If the maximal element of Y is f(m+1) for some m, then g(m+1)> n, and f(m+1)<n<g(m+1). However af(m+1)<an<ag(m+1)<ag(m).. This is impossible since ag(m+1) is the ⪯-minimal element of X in the open interval (af(m+1),ag(m)).
If the maximal element of Y is g(m) for some m, then f(m+1)>n and g(m)<n<f(m+1). However af(m)<af(m+1)<an<ag(m). This is impossible since af(m+1) is the ⪯-minimal element of X in the open interval (af(m),ag(m)).
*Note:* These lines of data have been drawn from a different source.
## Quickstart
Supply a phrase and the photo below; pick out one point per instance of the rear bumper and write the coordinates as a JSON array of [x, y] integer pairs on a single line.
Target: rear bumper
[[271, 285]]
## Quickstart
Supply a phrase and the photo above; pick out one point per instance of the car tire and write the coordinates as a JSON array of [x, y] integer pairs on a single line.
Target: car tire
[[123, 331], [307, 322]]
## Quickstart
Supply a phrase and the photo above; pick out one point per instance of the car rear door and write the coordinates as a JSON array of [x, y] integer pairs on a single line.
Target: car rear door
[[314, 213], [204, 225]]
So a is not a term in the sequence ⟨an⟩. Therefore there is no bijection from N to X, and X is uncountable.
By Exercise 8.20, Q is dense in R. As the set of real numbers is order-complete by the least upper bound theorem, we get:
COROLLARY 8.22. The set of real numbers is uncountable.
THEOREM 8.23. Let (X,≤X) be an order-complete extension of Q in which Q is dense, and such that X has no maximal or minimal element. Then there is an order-preserving bijection from R onto X that is the identity on Q.
Proof. Let us define a map f:R→X. If q∈Q, define f(q)=q. If α∈R∖Q, define f(α) to be the least upper bound in X of {q∈Q∣q≤α}. The function f is well-defined, because X has the Least Upper Bound Property. It is injective, because if α≠β, there are rational numbers between α and β.
To show f is onto, suppose x∈X. Define α∈R to be the least upper bound in R of {q∈Q∣q≤Xx}. Then f(α)=x.
Finally, f is order-preserving because if α≤β, then f(β) is defined as the least upper bound of a superset of the set whose least upper bound is f(α), and so f(α)≤Xf(β).
REMARK. What happens if we drop the requirement that X have no maximal or minimal element?